Most of the total anticholinergic burden was attributable to antipsychotics, followed by “traditional” anticholinergics (eg, benztropine, diphenhydramine, hydroxyzine, and trihexyphenidyl), antidepressants, mood stabilizers, and benzodiazepines (see also www.acbcalc.com). Most patients (90%) were taking a second-generation antipsychotic, 18% were taking two antipsychotics, and 20% were taking benztropine or a similar medication.
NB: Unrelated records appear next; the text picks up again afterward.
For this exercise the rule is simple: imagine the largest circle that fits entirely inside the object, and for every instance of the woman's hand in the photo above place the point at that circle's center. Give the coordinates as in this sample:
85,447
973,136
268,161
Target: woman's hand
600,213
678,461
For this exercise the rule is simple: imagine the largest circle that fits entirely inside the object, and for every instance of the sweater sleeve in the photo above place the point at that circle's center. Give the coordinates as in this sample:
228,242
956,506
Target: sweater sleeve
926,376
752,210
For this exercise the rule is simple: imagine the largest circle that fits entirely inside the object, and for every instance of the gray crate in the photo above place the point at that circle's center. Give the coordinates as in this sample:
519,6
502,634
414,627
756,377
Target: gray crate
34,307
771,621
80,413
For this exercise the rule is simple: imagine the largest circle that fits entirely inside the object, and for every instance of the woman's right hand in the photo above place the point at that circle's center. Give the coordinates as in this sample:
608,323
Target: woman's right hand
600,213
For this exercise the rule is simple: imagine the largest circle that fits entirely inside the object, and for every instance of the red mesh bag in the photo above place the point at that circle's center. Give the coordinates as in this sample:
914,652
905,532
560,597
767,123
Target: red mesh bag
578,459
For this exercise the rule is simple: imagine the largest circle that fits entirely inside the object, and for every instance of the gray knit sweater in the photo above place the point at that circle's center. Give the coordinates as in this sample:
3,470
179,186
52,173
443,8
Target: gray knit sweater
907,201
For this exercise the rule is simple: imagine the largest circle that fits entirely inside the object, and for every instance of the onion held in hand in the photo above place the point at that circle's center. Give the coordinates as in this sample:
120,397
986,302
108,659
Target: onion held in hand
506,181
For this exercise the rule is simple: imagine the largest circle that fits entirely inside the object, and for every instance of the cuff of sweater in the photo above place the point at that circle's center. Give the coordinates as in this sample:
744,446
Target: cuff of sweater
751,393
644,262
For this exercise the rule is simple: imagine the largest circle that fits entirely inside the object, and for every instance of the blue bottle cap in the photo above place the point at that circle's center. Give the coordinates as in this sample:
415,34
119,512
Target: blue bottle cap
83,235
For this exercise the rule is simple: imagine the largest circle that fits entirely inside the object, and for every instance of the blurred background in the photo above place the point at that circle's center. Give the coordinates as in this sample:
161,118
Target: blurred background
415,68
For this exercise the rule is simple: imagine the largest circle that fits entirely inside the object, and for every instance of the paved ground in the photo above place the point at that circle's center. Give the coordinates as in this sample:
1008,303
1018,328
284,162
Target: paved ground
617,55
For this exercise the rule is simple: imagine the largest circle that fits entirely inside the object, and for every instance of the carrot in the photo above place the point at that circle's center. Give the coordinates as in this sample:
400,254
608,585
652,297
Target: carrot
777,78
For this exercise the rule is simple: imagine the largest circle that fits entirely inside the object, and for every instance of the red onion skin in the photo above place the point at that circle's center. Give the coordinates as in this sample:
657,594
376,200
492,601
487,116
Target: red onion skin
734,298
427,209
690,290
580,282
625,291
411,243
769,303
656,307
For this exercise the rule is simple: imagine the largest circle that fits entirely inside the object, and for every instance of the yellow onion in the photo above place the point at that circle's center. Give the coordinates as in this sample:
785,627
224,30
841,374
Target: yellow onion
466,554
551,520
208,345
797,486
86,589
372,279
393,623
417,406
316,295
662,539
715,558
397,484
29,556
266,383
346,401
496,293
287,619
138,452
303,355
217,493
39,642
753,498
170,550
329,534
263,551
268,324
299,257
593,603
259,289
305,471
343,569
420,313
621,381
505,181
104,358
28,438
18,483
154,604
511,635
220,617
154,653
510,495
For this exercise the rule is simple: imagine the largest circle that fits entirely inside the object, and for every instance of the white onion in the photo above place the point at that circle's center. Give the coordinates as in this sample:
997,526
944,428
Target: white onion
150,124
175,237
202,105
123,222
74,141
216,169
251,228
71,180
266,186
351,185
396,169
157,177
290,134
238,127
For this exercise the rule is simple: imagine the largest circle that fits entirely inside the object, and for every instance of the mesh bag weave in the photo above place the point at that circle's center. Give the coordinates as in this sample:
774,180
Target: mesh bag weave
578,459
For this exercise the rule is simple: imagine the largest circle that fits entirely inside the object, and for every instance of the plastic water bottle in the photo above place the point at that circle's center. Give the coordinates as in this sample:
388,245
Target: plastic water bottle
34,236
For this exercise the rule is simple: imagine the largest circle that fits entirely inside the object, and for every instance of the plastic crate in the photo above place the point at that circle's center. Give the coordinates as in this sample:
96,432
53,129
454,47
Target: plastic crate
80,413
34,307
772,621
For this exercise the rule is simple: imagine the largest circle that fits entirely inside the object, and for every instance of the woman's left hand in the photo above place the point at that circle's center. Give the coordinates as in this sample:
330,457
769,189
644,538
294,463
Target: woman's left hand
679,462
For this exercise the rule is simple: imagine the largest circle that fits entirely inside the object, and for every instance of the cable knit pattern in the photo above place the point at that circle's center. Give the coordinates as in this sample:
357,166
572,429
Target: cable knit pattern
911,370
Greater anticholinergic burden was associated with significantly worse cognition scores, after controlling for potential confounding factors including dose and number of antipsychotics, psychotic symptom severity, illness duration, number of hospitalizations, and smoking. The global cognition of patients with high or very high anticholinergic burden was approximately 0.5 standard deviations worse compared to patients with no anticholinergic burden. This translates to greater cognitive impairment in patients with high anticholinergic burden, a finding that is of potential clinical significance.

Limitations of this study included the cross-sectional design, which precludes any causal inferences, and the exclusion of patients with significant medical conditions (leading to a likely underestimation of the impact of anticholinergic burden). Also, the ACB scale does not account for dose, previous medication exposures, or the effects of medication adherence.

CARLAT TAKE
Anticholinergic medications may impair cognition in schizophrenia, and that burden is raised by high doses of antipsychotics and excessive use of benztropine. Antipsychotics with a lower anticholinergic burden include brexpiprazole, lumateperone, lurasidone, ziprasidone, and the first-generation thiothixene.